Marise et Jacques ont discuté à ce propos, elle soutenait qu'il faut imiter d'abord pour savoir comment faire ensuite. Elle voulait que j'écrive une histoire policière, avec des hommes fatals, des femmes vénales, des chalets abandonnés piqués sur des rochers au bord de la mer, des histoires de collier. Elle lit beaucoup Peter Cheney, elle l'imagine comme ses héros, elle voudrait que je sois un autre probablement, un écrivain avec une fossette en plein milieu du menton. Elle porterait des robes pailletées, on fréquenterait des journalistes, le beau monde l'attire, elle regarde trop la télévision ; c'est dans Écho-Vedettes qu'elle prend toutes ces idées, mais, moi, je ne veux pas tricher. Avec sa volonté, si elle avait épousé un avocat, elle en aurait fait un ministre.
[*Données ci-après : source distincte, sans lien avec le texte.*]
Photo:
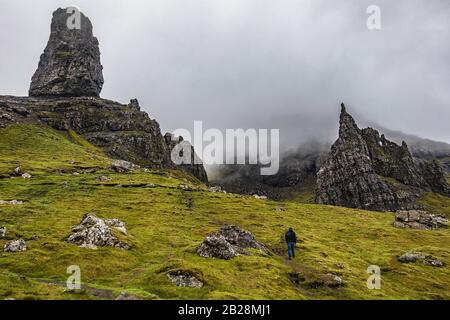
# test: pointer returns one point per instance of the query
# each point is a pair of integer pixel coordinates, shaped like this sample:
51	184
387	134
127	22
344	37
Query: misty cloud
255	63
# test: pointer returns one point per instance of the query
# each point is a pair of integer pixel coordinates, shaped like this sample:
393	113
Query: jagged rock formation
64	95
70	65
194	165
365	170
434	174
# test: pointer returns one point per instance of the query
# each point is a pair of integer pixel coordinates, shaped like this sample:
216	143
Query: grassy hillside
167	222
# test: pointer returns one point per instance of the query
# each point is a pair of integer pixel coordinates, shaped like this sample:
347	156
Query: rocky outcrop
391	160
70	64
417	219
412	257
2	232
15	246
347	177
194	165
93	232
228	242
435	175
123	166
365	170
64	95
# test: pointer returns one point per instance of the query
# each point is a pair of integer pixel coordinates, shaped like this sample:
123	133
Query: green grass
37	149
167	223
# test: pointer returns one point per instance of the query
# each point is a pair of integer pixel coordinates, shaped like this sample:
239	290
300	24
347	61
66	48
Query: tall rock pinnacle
70	64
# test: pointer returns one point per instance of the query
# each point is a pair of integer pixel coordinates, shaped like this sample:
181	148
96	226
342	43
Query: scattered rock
412	257
259	197
15	246
2	232
417	219
183	279
216	189
127	296
228	242
329	280
93	232
216	246
123	166
17	172
296	278
103	178
116	223
12	202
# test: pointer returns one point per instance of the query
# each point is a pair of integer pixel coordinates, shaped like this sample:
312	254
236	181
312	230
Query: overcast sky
256	63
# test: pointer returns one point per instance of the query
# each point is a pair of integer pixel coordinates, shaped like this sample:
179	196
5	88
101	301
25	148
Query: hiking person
291	240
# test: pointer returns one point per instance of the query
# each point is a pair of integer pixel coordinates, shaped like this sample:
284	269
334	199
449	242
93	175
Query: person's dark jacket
290	236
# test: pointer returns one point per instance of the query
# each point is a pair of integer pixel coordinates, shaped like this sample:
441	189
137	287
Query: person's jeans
291	249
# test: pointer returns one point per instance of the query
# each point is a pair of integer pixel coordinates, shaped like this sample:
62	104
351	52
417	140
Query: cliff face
347	178
365	170
64	95
195	167
70	65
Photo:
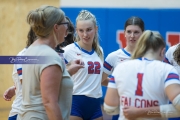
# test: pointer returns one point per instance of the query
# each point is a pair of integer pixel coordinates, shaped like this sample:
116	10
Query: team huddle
140	78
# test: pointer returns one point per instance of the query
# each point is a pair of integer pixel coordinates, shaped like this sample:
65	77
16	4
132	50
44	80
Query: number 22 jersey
87	81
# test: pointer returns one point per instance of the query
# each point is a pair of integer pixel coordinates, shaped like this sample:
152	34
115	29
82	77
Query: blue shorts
12	117
86	107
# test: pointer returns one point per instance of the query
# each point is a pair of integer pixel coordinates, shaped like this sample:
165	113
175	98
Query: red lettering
173	38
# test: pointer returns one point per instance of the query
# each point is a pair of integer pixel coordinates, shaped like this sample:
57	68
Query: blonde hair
43	19
176	54
86	15
148	40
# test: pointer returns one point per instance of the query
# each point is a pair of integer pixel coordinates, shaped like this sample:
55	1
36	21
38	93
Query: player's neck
129	49
151	55
85	47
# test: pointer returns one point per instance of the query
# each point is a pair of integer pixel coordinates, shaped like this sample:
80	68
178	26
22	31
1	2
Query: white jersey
17	76
114	58
169	58
87	81
141	83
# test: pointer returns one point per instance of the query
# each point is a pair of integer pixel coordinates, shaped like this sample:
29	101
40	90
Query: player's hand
9	93
131	112
74	66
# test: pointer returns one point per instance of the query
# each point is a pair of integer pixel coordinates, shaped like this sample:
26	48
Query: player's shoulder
22	52
172	48
115	53
69	47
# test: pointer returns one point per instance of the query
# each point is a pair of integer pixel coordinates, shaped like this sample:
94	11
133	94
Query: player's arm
111	102
50	82
9	93
105	79
73	66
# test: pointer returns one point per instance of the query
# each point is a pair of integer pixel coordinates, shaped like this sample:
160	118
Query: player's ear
125	33
163	50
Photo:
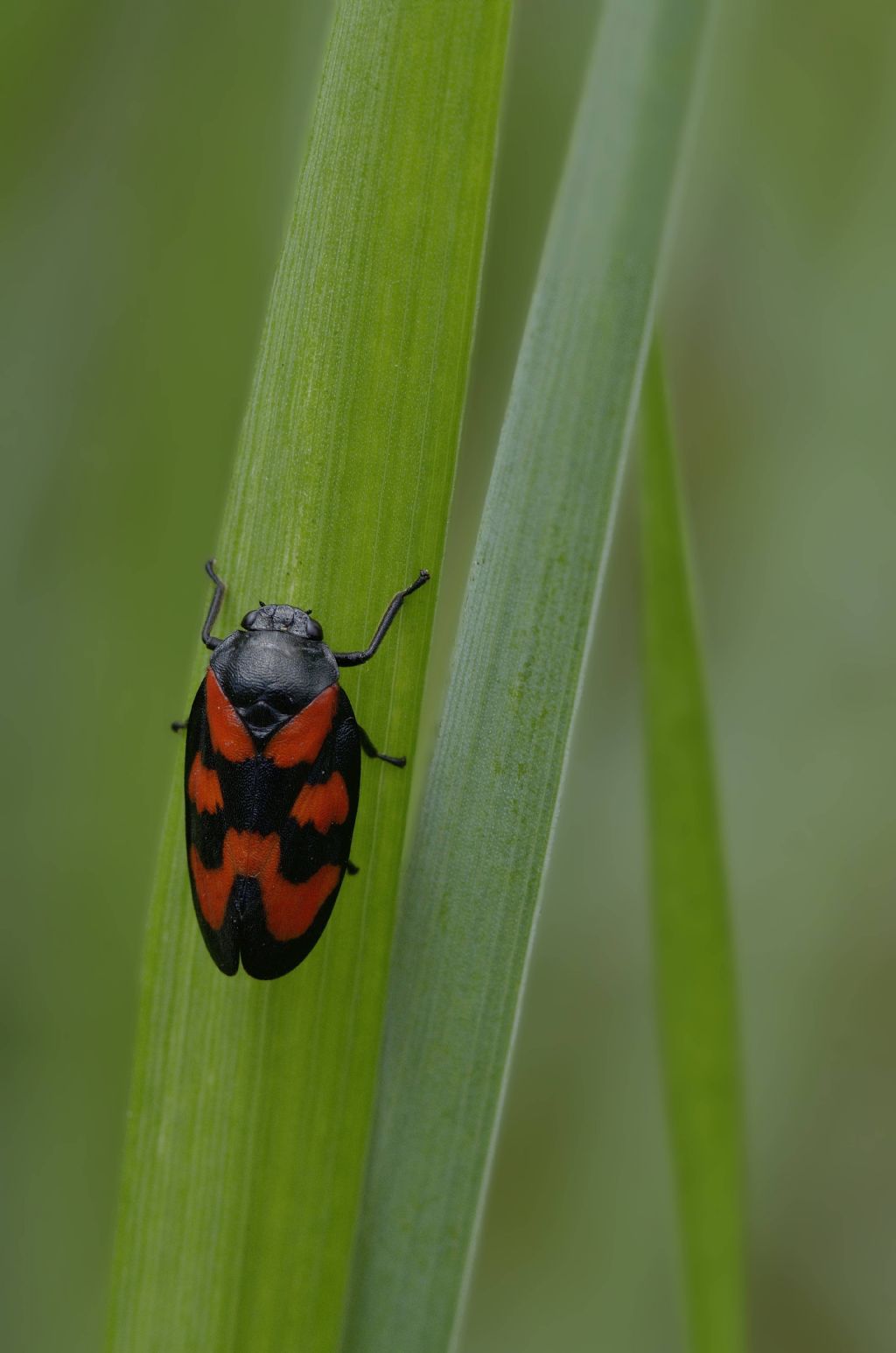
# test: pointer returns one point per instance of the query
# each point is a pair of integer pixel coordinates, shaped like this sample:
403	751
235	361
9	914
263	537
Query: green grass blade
252	1102
480	852
695	968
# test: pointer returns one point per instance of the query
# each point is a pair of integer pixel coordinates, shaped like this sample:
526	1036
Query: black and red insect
272	777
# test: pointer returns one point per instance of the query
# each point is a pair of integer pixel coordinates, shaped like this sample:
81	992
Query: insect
271	782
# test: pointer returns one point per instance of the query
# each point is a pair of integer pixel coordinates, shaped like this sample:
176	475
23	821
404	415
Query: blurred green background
148	165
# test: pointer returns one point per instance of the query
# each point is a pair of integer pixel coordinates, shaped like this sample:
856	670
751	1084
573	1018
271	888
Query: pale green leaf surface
478	855
250	1102
693	961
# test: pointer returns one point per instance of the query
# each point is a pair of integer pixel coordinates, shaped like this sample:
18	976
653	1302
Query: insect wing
284	909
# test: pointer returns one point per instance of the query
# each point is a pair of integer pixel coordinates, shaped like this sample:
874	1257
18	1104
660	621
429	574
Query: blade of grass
250	1102
480	852
693	961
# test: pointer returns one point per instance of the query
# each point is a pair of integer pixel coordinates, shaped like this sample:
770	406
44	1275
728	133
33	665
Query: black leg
207	637
371	751
391	611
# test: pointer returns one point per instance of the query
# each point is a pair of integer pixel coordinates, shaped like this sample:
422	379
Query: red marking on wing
203	788
302	738
213	887
289	908
322	804
229	733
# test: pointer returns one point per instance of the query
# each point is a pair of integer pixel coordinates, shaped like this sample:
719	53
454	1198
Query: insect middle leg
367	747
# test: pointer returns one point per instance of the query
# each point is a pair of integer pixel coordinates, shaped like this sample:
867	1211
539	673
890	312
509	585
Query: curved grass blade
250	1102
478	855
693	961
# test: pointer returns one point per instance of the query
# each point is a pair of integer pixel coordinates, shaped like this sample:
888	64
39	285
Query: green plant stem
693	959
250	1102
480	852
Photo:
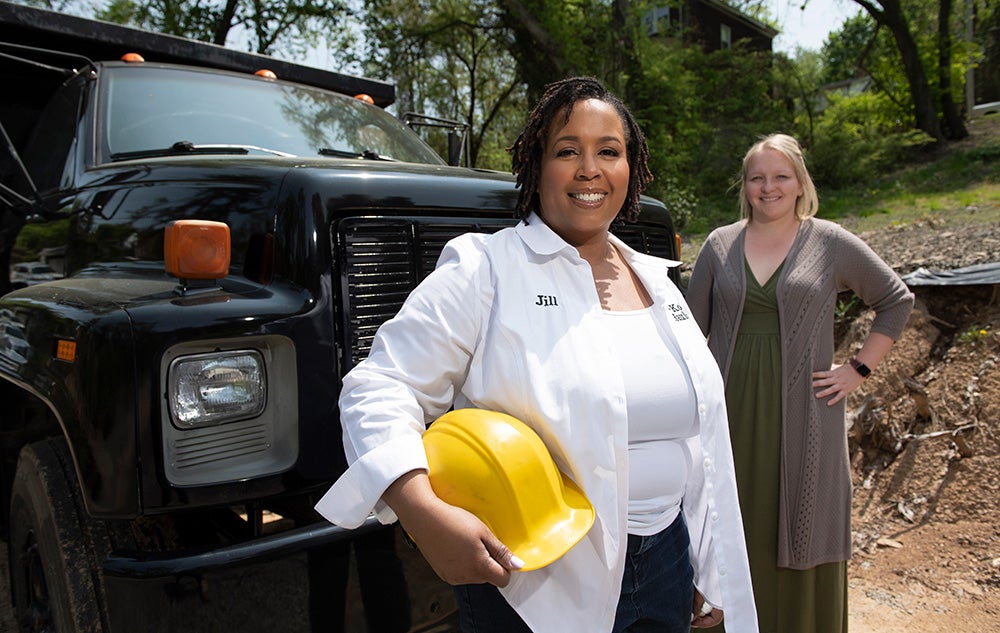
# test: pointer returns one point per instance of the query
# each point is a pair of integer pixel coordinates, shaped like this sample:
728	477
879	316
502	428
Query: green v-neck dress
788	600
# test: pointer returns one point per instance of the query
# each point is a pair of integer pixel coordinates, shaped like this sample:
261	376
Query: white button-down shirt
511	322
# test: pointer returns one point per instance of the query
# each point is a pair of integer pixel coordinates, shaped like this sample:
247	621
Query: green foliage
292	28
858	136
974	334
701	111
449	59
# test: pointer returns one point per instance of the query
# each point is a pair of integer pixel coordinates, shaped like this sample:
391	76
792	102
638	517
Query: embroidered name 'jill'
677	311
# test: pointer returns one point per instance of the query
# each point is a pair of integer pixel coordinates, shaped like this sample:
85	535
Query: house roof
736	14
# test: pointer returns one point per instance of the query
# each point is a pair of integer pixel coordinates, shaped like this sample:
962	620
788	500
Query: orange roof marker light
196	249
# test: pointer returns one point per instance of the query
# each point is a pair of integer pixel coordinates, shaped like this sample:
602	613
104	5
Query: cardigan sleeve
861	270
699	289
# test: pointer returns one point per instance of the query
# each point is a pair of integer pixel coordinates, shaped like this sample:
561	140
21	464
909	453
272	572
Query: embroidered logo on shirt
677	311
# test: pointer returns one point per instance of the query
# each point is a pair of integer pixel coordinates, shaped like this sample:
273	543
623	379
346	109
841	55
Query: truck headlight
209	389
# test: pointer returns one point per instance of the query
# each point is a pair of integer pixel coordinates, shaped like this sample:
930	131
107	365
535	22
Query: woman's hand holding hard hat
458	546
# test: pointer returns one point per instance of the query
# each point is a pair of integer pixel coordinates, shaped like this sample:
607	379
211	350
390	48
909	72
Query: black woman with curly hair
561	325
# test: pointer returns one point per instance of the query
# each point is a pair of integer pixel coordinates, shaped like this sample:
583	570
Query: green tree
928	98
292	27
449	58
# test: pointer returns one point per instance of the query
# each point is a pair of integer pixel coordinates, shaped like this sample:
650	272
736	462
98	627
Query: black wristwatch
860	367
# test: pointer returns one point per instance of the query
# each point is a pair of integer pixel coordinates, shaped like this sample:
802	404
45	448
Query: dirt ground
925	450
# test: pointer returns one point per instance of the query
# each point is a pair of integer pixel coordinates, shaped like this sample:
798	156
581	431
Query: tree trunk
224	23
891	16
954	126
539	56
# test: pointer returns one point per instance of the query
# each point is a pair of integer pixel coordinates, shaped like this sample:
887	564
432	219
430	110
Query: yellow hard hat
497	468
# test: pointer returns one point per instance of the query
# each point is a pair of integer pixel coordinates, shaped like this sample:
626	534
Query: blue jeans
658	584
657	590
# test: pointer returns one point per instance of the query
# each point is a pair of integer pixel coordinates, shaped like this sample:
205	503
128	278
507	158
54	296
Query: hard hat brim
560	536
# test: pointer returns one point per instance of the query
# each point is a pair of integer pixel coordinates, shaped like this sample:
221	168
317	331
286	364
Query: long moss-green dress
788	600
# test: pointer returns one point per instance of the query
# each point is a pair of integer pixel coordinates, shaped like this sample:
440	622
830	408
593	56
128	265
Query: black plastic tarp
978	275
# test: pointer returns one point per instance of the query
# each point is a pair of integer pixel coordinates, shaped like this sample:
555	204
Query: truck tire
54	546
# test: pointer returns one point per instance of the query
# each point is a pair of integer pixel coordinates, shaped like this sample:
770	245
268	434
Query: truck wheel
54	565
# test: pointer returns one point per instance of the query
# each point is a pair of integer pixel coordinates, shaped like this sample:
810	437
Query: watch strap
860	367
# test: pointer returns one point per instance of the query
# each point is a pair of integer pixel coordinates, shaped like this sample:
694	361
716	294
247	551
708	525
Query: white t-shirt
660	404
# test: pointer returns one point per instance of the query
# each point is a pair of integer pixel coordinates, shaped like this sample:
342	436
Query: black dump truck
226	232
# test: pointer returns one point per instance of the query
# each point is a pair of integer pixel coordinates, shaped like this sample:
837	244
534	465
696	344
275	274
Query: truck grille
384	259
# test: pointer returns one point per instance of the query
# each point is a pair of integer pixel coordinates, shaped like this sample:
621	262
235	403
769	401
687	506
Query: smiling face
584	173
771	186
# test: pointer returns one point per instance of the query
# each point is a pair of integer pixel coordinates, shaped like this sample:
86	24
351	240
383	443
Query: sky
809	28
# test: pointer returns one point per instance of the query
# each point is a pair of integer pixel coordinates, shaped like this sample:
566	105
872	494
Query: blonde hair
807	204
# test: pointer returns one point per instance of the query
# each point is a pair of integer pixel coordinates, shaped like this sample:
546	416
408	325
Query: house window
725	36
659	20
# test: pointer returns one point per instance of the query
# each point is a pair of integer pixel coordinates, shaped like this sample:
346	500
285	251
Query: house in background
712	23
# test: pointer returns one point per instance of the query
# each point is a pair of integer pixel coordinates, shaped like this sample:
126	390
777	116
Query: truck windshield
153	110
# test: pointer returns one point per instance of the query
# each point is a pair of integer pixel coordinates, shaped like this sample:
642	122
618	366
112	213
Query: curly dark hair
558	99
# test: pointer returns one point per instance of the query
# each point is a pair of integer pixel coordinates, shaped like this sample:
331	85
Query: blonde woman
764	290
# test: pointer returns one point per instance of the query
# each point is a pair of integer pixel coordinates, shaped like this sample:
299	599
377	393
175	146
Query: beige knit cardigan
814	523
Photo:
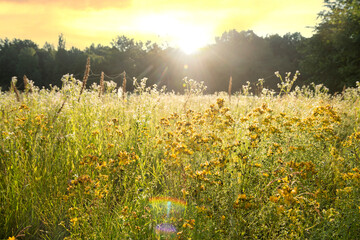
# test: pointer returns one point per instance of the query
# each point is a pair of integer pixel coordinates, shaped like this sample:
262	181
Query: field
156	165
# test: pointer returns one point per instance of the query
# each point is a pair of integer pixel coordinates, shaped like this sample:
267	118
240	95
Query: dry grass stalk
124	85
101	89
27	85
86	76
230	86
13	88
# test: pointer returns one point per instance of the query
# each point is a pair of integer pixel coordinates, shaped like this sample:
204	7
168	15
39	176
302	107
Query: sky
188	24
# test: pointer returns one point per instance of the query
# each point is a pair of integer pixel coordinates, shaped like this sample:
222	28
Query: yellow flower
74	220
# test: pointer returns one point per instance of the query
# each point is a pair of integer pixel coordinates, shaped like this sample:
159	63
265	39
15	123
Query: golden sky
177	22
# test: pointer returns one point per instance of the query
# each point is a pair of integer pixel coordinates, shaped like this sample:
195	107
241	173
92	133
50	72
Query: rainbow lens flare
166	229
166	210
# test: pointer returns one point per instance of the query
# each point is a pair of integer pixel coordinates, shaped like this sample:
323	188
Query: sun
188	36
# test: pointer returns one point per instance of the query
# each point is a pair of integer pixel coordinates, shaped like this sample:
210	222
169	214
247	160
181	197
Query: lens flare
165	229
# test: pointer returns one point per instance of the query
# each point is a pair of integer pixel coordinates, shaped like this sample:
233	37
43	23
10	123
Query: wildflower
74	220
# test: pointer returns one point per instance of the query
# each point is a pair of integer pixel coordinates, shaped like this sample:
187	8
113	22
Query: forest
330	57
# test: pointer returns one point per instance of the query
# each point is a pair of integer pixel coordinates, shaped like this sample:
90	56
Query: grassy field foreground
155	165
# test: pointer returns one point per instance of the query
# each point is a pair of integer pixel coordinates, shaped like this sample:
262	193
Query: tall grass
269	167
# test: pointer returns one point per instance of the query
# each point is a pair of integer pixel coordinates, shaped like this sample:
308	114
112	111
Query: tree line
331	57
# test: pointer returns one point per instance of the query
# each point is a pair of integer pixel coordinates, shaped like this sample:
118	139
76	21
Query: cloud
75	4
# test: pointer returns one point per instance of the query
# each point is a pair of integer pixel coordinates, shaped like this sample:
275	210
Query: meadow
97	163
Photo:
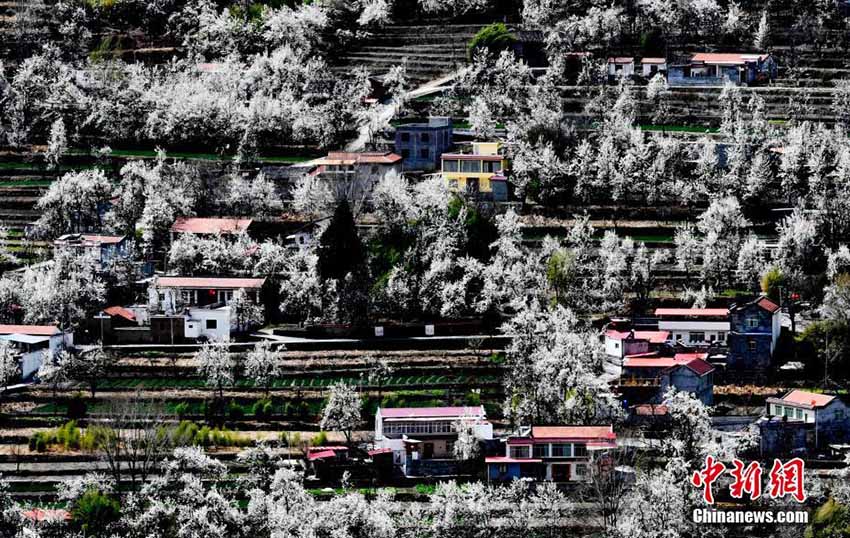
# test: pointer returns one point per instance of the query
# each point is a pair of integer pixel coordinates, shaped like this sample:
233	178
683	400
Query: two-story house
173	293
694	326
209	226
421	144
34	343
103	249
480	172
422	438
647	377
622	343
556	453
755	329
717	68
803	420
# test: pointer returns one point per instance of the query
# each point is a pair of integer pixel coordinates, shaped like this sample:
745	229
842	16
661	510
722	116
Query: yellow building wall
483	178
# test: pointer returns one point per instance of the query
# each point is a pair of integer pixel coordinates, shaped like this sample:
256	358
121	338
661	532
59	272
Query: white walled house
694	326
426	433
621	343
208	323
173	291
650	66
620	66
803	406
34	342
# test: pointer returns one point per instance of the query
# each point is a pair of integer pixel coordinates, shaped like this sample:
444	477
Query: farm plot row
294	382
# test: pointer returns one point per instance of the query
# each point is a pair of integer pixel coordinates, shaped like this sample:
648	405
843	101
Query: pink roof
697	365
802	397
505	459
103	239
195	225
573	432
650	410
736	58
690	356
321	455
654	337
209	282
39	514
425	412
695	312
366	157
767	304
121	312
34	330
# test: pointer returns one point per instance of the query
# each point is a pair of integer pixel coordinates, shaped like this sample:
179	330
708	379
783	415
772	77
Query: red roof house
210	226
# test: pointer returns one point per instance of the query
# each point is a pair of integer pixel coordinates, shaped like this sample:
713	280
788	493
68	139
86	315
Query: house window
470	166
561	450
492	166
225	296
519	451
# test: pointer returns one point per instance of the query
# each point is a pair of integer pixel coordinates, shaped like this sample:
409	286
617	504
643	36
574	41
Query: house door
561	473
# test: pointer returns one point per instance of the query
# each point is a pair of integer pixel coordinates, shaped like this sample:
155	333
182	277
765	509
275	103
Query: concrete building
650	66
803	421
715	69
478	173
619	67
422	438
555	453
34	342
209	226
102	248
421	144
208	323
755	330
173	293
694	326
621	343
654	376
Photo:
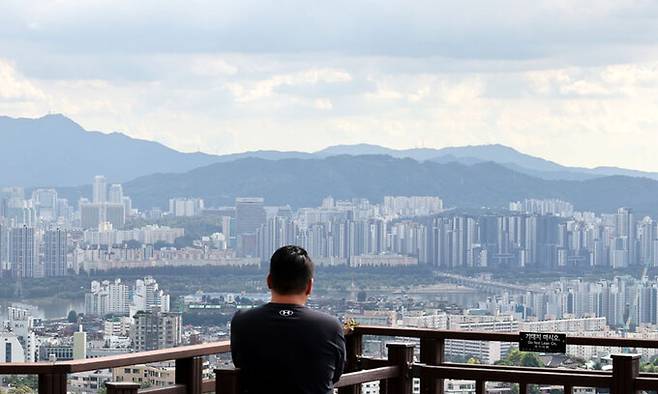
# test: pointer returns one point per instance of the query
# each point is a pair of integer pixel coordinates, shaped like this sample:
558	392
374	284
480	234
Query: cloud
15	87
572	81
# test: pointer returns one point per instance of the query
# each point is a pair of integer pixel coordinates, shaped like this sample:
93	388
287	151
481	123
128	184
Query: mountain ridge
304	182
56	151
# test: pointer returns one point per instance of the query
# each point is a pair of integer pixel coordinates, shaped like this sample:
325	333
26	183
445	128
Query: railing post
189	372
625	368
354	348
52	383
523	388
122	387
402	355
432	352
227	381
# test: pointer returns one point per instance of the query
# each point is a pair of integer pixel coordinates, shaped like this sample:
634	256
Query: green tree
523	359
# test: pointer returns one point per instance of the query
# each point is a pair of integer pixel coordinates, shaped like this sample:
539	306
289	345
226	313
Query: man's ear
309	287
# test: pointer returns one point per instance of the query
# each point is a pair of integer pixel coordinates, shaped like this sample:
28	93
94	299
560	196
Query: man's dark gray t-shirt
286	348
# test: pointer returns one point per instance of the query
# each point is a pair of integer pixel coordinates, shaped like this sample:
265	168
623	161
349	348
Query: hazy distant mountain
54	150
304	182
503	155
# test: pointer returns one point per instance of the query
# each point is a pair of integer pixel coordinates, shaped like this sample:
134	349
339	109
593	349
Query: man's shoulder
241	314
325	320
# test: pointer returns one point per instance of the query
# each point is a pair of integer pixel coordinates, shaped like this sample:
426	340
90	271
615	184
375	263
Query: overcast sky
571	81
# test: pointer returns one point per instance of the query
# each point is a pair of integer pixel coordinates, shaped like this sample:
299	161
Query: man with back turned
283	346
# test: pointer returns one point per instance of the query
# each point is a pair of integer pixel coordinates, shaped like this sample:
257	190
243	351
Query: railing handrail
128	359
499	336
120	360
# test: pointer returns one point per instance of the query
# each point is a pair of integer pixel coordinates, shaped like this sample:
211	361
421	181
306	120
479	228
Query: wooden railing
395	374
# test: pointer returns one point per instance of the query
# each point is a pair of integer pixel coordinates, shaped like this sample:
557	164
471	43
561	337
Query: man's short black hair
290	270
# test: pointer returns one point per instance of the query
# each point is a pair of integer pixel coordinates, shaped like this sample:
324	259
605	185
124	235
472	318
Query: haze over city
350	196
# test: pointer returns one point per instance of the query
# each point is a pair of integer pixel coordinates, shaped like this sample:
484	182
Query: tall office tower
116	193
156	330
100	189
249	214
22	252
45	203
625	234
54	252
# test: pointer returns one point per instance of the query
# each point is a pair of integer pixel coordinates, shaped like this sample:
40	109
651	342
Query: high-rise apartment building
55	250
101	210
116	194
249	214
107	297
99	190
148	296
22	252
156	330
45	203
186	206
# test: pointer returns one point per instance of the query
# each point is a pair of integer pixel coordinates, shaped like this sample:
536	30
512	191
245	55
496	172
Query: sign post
542	342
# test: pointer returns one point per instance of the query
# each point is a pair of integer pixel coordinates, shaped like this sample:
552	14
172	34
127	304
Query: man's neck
296	299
Faut pas ambitionner sur l'ambition. Jacques, lui, qui sait ce que c'est (il fait des textes pour Radio-Canada and all that stuff, mais vous ne le connaissez pas sous son vrai nom, Jacques Galarneau, parce qu'il utilise en ce moment un nom de plume. C'est qu'il veut faire des livres sérieux un jour, quand il aura le temps, si jamais il arrête de faire de l'argent comme il en fait, et de changer d'auto tous les printemps). Jacques, qui sait mieux que Marise, disait :
- Tout ce que tu devrais écrire, c'est ce qui te tient à cœur, pense pas à ceux qui vont te lire, il y a des gens qui comprendront.
- Mais s'il n'écrit pas un livre policier, qu'est-ce qu'il peut faire, pas un roman d'amour ?
- Tu te rappelles, François, les romans-photos de maman ?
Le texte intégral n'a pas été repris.